CALGARY, AB, Nov. 18, 2025 /CNW/ – The Electronic Recycling Association (ERA) is issuing a nationwide call to Canada’s corporate leaders: mobilize dormant technology assets to reinforce the digital backbone of more than 500 Canadian charities and community institutions. As organizations serving women, seniors, newcomers, youth, and vulnerable populations face escalating technological shortfalls, a surplus laptop is no longer just excess inventory; it is social infrastructure waiting to be activated.
The Strategic Imperative
In an economy where access to technology increasingly dictates access to opportunity, the digital divide has become one of the most significant barriers to economic mobility and community resilience. While the private sector continues to cycle through devices at accelerated refresh rates, many frontline charities operate with outdated or non-functional equipment, constraining their ability to scale programs and respond to rising demand. ERA’s National Holiday Tech Drive provides a simple, streamlined pathway for corporations to convert idle technology into measurable social return on investment.
A Message from ERA’s Founder
“A refurbished device is not a charitable gesture ; it is a force multiplier,” says Bojan Paduh, Founder of the Electronic Recycling Association. “In the hands of a frontline organization, a single laptop can accelerate job placement, stabilize families, enable remote learning, or unlock administrative capacity that transforms an entire program. We are inviting corporate leaders to recognize the latent power of their unused technology and deploy it where it reshapes lives.”
A Model of Circular-Economy Leadership: ERA x Canopy
ERA’s recent partnership with Canopy demonstrates the compounded impact of lifecycle extension at scale. By providing refurbished MacBooks to support Canopy’s global mission – protecting ancient and endangered forests – ERA enabled high-performing conservation work while displacing the environmental cost of new device manufacturing. The initiative simultaneously reduced e-waste, strengthened biodiversity protection, and advanced circular-economy leadership: a blueprint for what corporate–nonprofit collaboration can achieve.
How Corporate Leaders Can Activate Impact
ERA accepts laptops, desktops, tablets, smartphones, monitors, and IT equipment. All data is erased using ISO-certified destruction standards. Devices are refurbished and strategically deployed to high-priority charities; non-usable items are responsibly recycled.
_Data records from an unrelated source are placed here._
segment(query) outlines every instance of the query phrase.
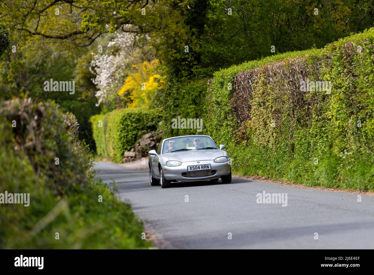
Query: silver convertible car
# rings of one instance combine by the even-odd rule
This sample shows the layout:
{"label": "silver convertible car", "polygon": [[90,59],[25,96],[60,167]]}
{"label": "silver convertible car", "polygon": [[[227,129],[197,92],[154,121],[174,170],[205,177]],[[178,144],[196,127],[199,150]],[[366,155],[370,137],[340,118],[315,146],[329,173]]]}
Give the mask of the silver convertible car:
{"label": "silver convertible car", "polygon": [[170,187],[172,181],[194,181],[221,178],[231,182],[230,156],[218,149],[208,135],[185,135],[166,138],[157,149],[148,152],[149,177],[152,186]]}

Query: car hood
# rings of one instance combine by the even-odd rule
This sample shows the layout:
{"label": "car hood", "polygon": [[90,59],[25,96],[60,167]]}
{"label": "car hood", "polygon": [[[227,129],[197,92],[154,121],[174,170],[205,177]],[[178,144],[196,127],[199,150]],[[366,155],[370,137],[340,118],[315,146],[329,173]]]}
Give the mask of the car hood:
{"label": "car hood", "polygon": [[223,152],[219,149],[182,151],[164,154],[171,161],[179,161],[182,162],[197,161],[209,161],[223,156]]}

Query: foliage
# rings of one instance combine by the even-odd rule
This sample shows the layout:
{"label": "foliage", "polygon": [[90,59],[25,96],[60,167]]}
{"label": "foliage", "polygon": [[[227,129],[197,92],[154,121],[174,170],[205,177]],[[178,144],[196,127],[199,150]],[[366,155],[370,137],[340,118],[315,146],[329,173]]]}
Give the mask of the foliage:
{"label": "foliage", "polygon": [[145,61],[141,64],[133,65],[134,73],[131,73],[126,78],[125,83],[118,92],[118,95],[125,98],[130,107],[154,107],[154,98],[157,91],[162,88],[165,82],[165,77],[155,73],[160,61],[155,59],[150,62]]}
{"label": "foliage", "polygon": [[206,123],[203,119],[203,132],[196,129],[172,128],[172,120],[203,118],[203,106],[206,102],[206,79],[196,79],[190,82],[180,83],[178,80],[169,78],[163,97],[162,104],[167,112],[163,113],[162,133],[165,138],[178,135],[202,134]]}
{"label": "foliage", "polygon": [[[372,28],[321,50],[277,55],[215,73],[206,129],[228,144],[233,171],[374,190],[373,40]],[[331,94],[301,90],[307,78],[331,81]]]}
{"label": "foliage", "polygon": [[63,116],[53,103],[2,103],[0,189],[30,193],[30,205],[2,204],[0,248],[149,247],[129,205],[86,172],[90,157],[77,139],[78,130],[74,115]]}
{"label": "foliage", "polygon": [[90,119],[98,155],[122,162],[123,153],[130,150],[144,131],[157,130],[161,120],[160,110],[141,108],[116,110]]}
{"label": "foliage", "polygon": [[9,32],[4,24],[0,21],[0,57],[9,46],[10,42]]}

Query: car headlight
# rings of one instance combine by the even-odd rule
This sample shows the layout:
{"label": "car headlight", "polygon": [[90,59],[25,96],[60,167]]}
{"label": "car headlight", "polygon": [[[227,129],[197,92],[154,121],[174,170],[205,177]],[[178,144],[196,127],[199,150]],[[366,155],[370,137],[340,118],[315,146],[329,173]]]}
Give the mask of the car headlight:
{"label": "car headlight", "polygon": [[214,160],[215,162],[221,163],[221,162],[226,162],[227,161],[227,158],[226,157],[220,157],[217,158]]}
{"label": "car headlight", "polygon": [[179,166],[180,165],[182,165],[182,162],[177,161],[169,161],[166,163],[166,166]]}

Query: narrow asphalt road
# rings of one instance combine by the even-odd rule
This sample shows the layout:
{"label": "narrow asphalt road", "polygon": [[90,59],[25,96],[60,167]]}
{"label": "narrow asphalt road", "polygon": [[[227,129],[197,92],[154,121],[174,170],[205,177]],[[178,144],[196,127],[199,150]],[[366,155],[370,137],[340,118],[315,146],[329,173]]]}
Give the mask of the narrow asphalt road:
{"label": "narrow asphalt road", "polygon": [[[374,196],[358,202],[357,193],[237,178],[162,189],[151,186],[148,171],[95,164],[96,177],[111,187],[117,182],[119,197],[163,248],[374,248]],[[286,193],[287,206],[257,203],[264,191]]]}

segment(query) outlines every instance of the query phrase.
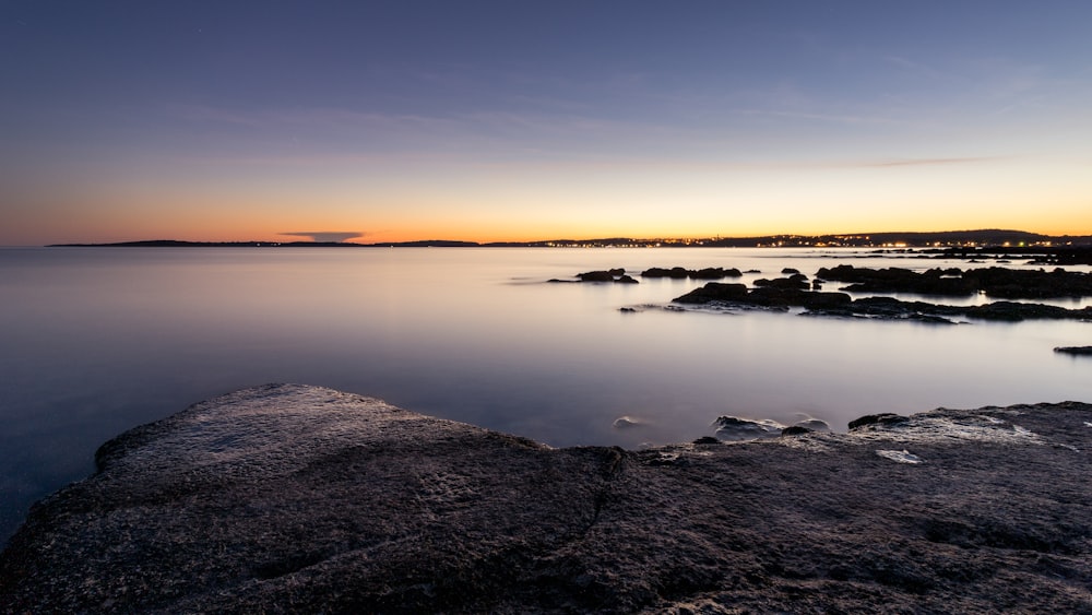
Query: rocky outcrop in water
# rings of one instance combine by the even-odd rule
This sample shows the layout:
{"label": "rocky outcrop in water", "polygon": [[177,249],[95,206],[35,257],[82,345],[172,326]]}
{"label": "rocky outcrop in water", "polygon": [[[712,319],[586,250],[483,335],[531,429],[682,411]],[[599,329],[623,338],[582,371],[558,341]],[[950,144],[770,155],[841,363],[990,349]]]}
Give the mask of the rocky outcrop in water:
{"label": "rocky outcrop in water", "polygon": [[928,301],[904,301],[894,297],[853,299],[846,293],[803,291],[783,286],[748,289],[744,284],[711,282],[672,299],[674,304],[735,308],[804,308],[807,316],[867,317],[953,324],[952,318],[1018,322],[1021,320],[1092,320],[1092,307],[1064,308],[1043,304],[994,301],[981,306],[948,306]]}
{"label": "rocky outcrop in water", "polygon": [[670,277],[674,280],[722,280],[724,277],[740,277],[743,273],[736,269],[707,267],[704,269],[686,269],[682,267],[653,267],[641,272],[641,277]]}
{"label": "rocky outcrop in water", "polygon": [[107,442],[0,612],[1088,613],[1092,406],[550,449],[304,386]]}
{"label": "rocky outcrop in water", "polygon": [[1092,274],[1055,269],[1033,271],[990,267],[987,269],[867,269],[852,264],[821,268],[816,277],[850,282],[850,293],[915,293],[950,297],[978,292],[1004,299],[1046,299],[1092,296]]}
{"label": "rocky outcrop in water", "polygon": [[563,282],[614,282],[618,284],[640,284],[631,275],[626,274],[625,269],[609,269],[603,271],[585,271],[583,273],[577,274],[577,280],[549,280],[550,283],[563,283]]}
{"label": "rocky outcrop in water", "polygon": [[1092,346],[1058,346],[1054,348],[1054,352],[1073,356],[1092,356]]}

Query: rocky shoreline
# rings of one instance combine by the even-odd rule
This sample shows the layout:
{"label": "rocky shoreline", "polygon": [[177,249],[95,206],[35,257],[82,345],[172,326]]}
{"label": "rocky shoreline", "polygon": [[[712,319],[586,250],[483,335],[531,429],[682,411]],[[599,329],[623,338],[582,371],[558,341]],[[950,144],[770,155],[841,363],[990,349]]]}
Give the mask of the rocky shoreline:
{"label": "rocky shoreline", "polygon": [[0,612],[1092,612],[1092,405],[788,431],[551,449],[247,389],[36,505]]}

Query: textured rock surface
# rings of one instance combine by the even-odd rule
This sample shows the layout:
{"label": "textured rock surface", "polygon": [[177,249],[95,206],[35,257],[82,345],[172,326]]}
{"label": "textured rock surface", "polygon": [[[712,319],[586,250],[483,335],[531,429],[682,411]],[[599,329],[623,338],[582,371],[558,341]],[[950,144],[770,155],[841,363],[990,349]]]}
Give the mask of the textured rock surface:
{"label": "textured rock surface", "polygon": [[549,449],[329,389],[104,445],[2,612],[1092,612],[1092,406]]}

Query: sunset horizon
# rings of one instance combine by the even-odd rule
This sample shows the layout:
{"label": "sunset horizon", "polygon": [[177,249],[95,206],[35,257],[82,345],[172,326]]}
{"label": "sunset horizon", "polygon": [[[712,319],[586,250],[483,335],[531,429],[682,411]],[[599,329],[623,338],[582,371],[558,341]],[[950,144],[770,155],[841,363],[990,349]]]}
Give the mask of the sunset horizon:
{"label": "sunset horizon", "polygon": [[1092,9],[17,3],[0,245],[1092,233]]}

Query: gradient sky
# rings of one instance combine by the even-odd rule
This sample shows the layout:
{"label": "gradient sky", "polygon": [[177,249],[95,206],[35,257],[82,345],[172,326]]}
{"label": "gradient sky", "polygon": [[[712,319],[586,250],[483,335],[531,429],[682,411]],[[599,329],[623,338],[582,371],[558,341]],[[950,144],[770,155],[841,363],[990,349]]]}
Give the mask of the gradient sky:
{"label": "gradient sky", "polygon": [[0,0],[0,245],[964,228],[1092,234],[1092,2]]}

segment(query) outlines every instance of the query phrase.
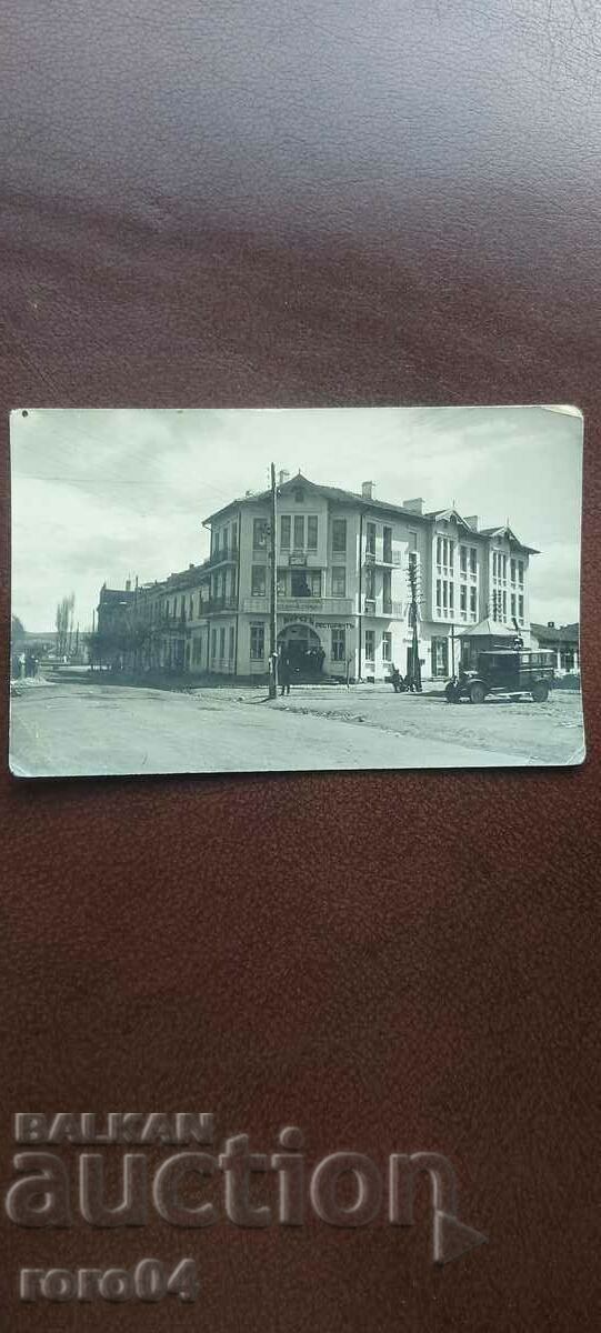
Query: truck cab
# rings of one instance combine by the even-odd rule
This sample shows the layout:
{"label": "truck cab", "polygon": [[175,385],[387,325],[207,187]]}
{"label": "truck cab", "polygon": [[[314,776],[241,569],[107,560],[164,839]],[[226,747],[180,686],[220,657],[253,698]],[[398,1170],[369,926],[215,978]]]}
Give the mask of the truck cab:
{"label": "truck cab", "polygon": [[449,704],[462,698],[484,704],[490,694],[512,698],[529,694],[536,704],[544,704],[553,680],[553,653],[528,648],[494,649],[480,652],[474,666],[460,668],[446,684],[445,696]]}

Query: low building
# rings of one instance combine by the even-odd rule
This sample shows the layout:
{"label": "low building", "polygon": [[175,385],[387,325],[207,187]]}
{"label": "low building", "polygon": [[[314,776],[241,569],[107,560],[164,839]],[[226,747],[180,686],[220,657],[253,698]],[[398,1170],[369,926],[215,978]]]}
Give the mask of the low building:
{"label": "low building", "polygon": [[554,653],[554,668],[557,676],[577,674],[580,672],[580,625],[556,625],[549,620],[546,625],[530,625],[532,643],[537,648],[546,648]]}

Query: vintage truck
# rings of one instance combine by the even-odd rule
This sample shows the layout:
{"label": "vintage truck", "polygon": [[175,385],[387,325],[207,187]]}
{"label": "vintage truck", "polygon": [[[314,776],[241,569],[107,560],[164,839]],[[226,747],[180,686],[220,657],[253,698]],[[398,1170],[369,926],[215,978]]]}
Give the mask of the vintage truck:
{"label": "vintage truck", "polygon": [[476,664],[460,668],[445,686],[449,704],[468,698],[470,704],[484,704],[490,694],[518,698],[530,694],[536,704],[544,704],[554,680],[553,653],[533,652],[529,648],[502,648],[480,652]]}

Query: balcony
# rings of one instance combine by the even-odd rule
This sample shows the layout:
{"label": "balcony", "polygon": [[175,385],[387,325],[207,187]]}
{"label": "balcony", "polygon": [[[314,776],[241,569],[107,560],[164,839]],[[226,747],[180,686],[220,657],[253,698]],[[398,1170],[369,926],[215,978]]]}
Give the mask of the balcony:
{"label": "balcony", "polygon": [[364,600],[364,615],[365,616],[385,616],[386,620],[402,620],[402,603],[401,601],[376,601],[374,597],[365,597]]}
{"label": "balcony", "polygon": [[209,615],[216,611],[236,611],[237,604],[237,597],[211,597],[207,604],[203,604],[203,611],[208,611]]}
{"label": "balcony", "polygon": [[212,556],[205,561],[207,565],[225,565],[236,564],[239,559],[237,547],[220,547],[219,551],[213,551]]}
{"label": "balcony", "polygon": [[[269,597],[245,597],[241,611],[255,615],[269,612]],[[280,616],[352,616],[354,604],[352,597],[284,597],[277,599],[277,613]]]}
{"label": "balcony", "polygon": [[402,565],[402,555],[400,551],[385,551],[378,555],[376,551],[365,552],[366,565],[384,565],[385,569],[400,569]]}

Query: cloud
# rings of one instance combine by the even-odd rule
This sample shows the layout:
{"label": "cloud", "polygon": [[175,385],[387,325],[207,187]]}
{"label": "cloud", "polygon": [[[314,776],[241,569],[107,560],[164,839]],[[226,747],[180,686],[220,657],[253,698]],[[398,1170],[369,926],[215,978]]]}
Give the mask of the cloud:
{"label": "cloud", "polygon": [[[541,556],[532,613],[577,619],[580,419],[541,408],[235,412],[41,411],[11,419],[13,607],[48,629],[76,593],[89,624],[101,584],[165,577],[208,551],[203,519],[291,473],[426,509],[456,503],[482,527],[510,520]],[[541,608],[541,609],[538,609]],[[568,609],[569,608],[569,609]]]}

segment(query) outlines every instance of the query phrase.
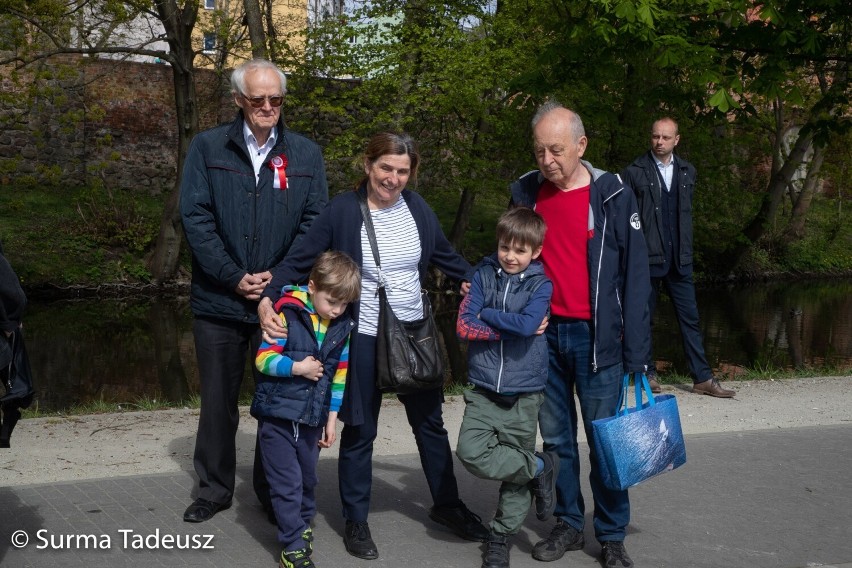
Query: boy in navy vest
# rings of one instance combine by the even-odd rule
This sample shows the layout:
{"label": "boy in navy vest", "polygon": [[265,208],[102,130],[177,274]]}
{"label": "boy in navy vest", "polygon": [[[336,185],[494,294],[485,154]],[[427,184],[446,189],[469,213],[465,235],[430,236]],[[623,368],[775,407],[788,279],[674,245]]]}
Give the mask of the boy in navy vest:
{"label": "boy in navy vest", "polygon": [[307,286],[284,286],[275,311],[287,338],[263,341],[255,365],[263,373],[251,404],[258,420],[263,469],[278,524],[281,568],[314,566],[311,521],[320,448],[337,437],[349,337],[355,327],[350,302],[361,294],[361,271],[342,252],[314,263]]}
{"label": "boy in navy vest", "polygon": [[520,531],[533,500],[541,520],[556,504],[559,460],[535,451],[548,361],[538,330],[553,292],[536,260],[545,230],[532,209],[504,213],[497,222],[497,253],[477,266],[459,308],[456,333],[468,341],[473,389],[464,395],[456,453],[475,476],[503,482],[482,568],[508,568],[507,537]]}

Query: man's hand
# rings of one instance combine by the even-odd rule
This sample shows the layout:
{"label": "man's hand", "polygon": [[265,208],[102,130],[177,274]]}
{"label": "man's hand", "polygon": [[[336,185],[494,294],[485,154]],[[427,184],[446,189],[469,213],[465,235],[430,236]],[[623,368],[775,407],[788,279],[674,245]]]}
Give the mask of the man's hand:
{"label": "man's hand", "polygon": [[308,355],[301,361],[293,362],[292,375],[305,377],[312,381],[318,381],[322,377],[322,363],[313,356]]}
{"label": "man's hand", "polygon": [[272,273],[268,270],[266,272],[258,272],[257,274],[246,274],[240,280],[240,283],[237,284],[235,291],[247,300],[259,300],[263,289],[266,288],[266,285],[269,284],[271,279]]}
{"label": "man's hand", "polygon": [[260,321],[263,340],[267,343],[287,338],[287,322],[275,313],[272,300],[269,298],[263,298],[257,305],[257,319]]}
{"label": "man's hand", "polygon": [[330,448],[334,445],[334,441],[337,439],[337,413],[329,412],[328,420],[325,423],[325,430],[323,431],[323,437],[319,441],[320,448]]}

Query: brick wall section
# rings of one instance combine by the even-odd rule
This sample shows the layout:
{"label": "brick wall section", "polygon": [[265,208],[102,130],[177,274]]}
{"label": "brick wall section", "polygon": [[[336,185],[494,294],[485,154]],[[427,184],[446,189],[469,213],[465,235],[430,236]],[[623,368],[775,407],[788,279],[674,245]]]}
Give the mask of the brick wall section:
{"label": "brick wall section", "polygon": [[[114,189],[170,191],[176,174],[177,119],[168,65],[109,59],[55,57],[12,81],[0,67],[0,183],[79,187],[100,180]],[[201,130],[233,120],[237,112],[227,78],[197,69]],[[38,76],[34,99],[28,99]],[[325,147],[366,109],[345,104],[342,113],[313,106],[291,106],[295,89],[322,89],[331,106],[340,106],[356,82],[288,83],[292,97],[282,109],[290,127]],[[353,155],[362,148],[353,148]],[[351,189],[352,156],[326,156],[332,195]]]}
{"label": "brick wall section", "polygon": [[[35,99],[28,90],[38,76]],[[168,190],[175,179],[177,120],[168,65],[53,58],[17,82],[2,70],[0,181]],[[196,70],[201,128],[233,116],[215,73]]]}

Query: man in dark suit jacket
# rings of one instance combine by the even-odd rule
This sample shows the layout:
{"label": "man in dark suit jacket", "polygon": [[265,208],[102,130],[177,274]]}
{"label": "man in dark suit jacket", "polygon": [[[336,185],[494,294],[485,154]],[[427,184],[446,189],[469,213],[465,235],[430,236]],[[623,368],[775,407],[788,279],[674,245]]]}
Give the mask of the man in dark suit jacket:
{"label": "man in dark suit jacket", "polygon": [[[695,168],[675,156],[680,141],[677,122],[661,118],[651,129],[651,149],[627,166],[621,177],[633,188],[639,202],[642,230],[648,245],[651,297],[648,308],[653,320],[660,288],[674,304],[683,348],[692,372],[692,392],[731,398],[736,392],[722,387],[704,354],[698,325],[698,304],[692,280],[692,195]],[[653,347],[648,354],[651,389],[660,392]]]}

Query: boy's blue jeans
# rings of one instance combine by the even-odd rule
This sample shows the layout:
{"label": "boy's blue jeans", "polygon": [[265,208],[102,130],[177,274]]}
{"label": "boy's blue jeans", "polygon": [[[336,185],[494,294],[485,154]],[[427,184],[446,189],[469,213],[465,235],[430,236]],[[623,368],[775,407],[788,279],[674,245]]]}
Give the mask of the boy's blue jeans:
{"label": "boy's blue jeans", "polygon": [[615,414],[623,367],[618,363],[598,368],[597,372],[592,370],[592,334],[588,322],[551,321],[545,334],[549,364],[539,427],[545,451],[555,451],[560,459],[554,515],[576,530],[583,531],[586,509],[580,491],[576,391],[586,439],[590,442],[589,481],[595,505],[595,537],[599,542],[624,540],[630,522],[627,491],[613,491],[603,484],[591,443],[592,421]]}

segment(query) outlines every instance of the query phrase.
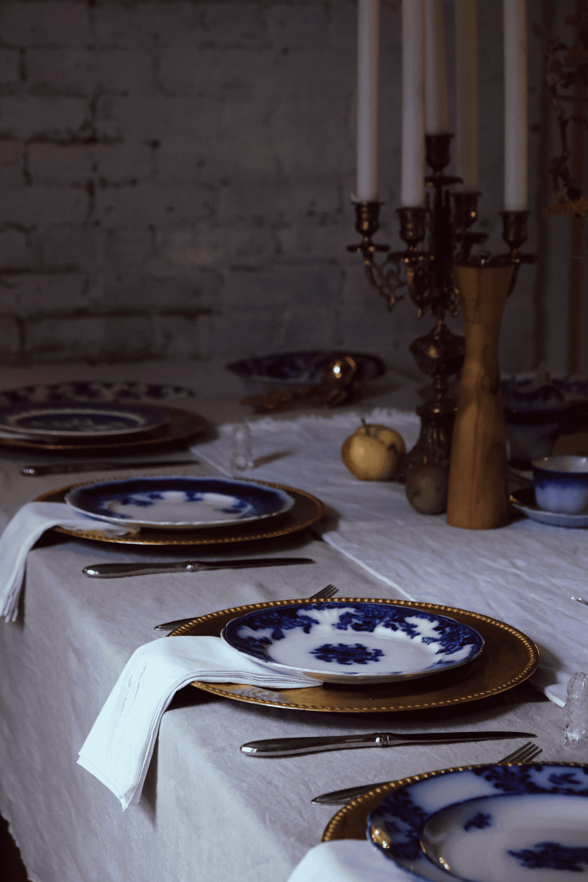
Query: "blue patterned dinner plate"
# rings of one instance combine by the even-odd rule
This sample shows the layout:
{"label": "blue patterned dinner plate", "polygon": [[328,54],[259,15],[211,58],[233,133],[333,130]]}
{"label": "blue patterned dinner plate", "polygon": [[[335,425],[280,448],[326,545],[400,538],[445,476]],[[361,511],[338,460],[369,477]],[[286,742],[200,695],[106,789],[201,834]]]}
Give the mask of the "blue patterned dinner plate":
{"label": "blue patterned dinner plate", "polygon": [[431,882],[588,877],[588,766],[478,766],[406,784],[368,818],[368,839]]}
{"label": "blue patterned dinner plate", "polygon": [[162,410],[139,404],[22,403],[0,410],[1,430],[32,440],[128,437],[168,422]]}
{"label": "blue patterned dinner plate", "polygon": [[269,667],[324,683],[393,683],[465,664],[484,647],[453,618],[381,603],[301,603],[229,622],[222,639]]}
{"label": "blue patterned dinner plate", "polygon": [[284,490],[253,482],[181,475],[85,484],[65,501],[100,520],[158,530],[230,527],[283,514],[294,504]]}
ERA offers nationwide logistics for corporate donors, enabling frictionless participation across multiple locations, business units, or regional offices.
About the Electronic Recycling Association (ERA)
Founded in 2004, the Electronic Recycling Association is a national nonprofit organization advancing digital inclusion and environmental stewardship through technology reuse. By extending the lifecycle of corporate IT assets, ERA equips charities, schools, and community organizations with the tools they need to expand impact, strengthen social capacity, and transform lives across Canada.